262 00:36:15.130 ⇒ 00:36:31.560 Uttam Kumaran: Denise, if you necessarily need to be on that one, or if we want to combine, but I would like to talk to David at least once a week about data stuff, and then I think we should totally include David on this meeting as well, and then… because we’re going to be going through probably a lot of the work that we’ll collaborate on, so…
263 00:36:31.560 ⇒ 00:36:42.940 YvetteRuiz: Yep, yep, yep. I think David has, well, they have data puddles, and he may want to probably… if, you know, once he does this, maybe you guys can join in with their data team and meet with them.
264 00:36:42.940 ⇒ 00:36:43.500 Uttam Kumaran: Yeah, okay.
265 00:36:43.500 ⇒ 00:36:49.180 YvetteRuiz: with all of them as a whole, you know, because it’s Brian, and then there’s Austin, and then there’s David.
266 00:36:49.710 ⇒ 00:36:51.059 Uttam Kumaran: Okay, okay, great.
267 00:36:52.610 ⇒ 00:37:00.679 YvetteRuiz: Yep, yep, yep, all good stuff! Well, thank you guys so much! Exciting the new year! Yeah, me too. Thank you so much.
268 00:37:00.680 ⇒ 00:37:01.060 JanieceGarcia: Thank you.
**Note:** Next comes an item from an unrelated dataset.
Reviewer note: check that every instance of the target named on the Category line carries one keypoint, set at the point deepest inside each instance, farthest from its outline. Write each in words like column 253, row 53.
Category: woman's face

269 00:37:01.060 ⇒ 00:37:03.780 YvetteRuiz: Thank you, Amber, for everything you’re doing.
270 00:37:03.780 ⇒ 00:37:04.730 Uttam Kumaran: Thanks, Amber.
271 00:37:05.140 ⇒ 00:37:06.010 JanieceGarcia: Thanks, y’all.
272 00:37:06.010 ⇒ 00:37:06.920 YvetteRuiz: Alright, bye. Bye, guys!
273 00:37:06.920 ⇒ 00:37:07.710 Amber Lin: Bye!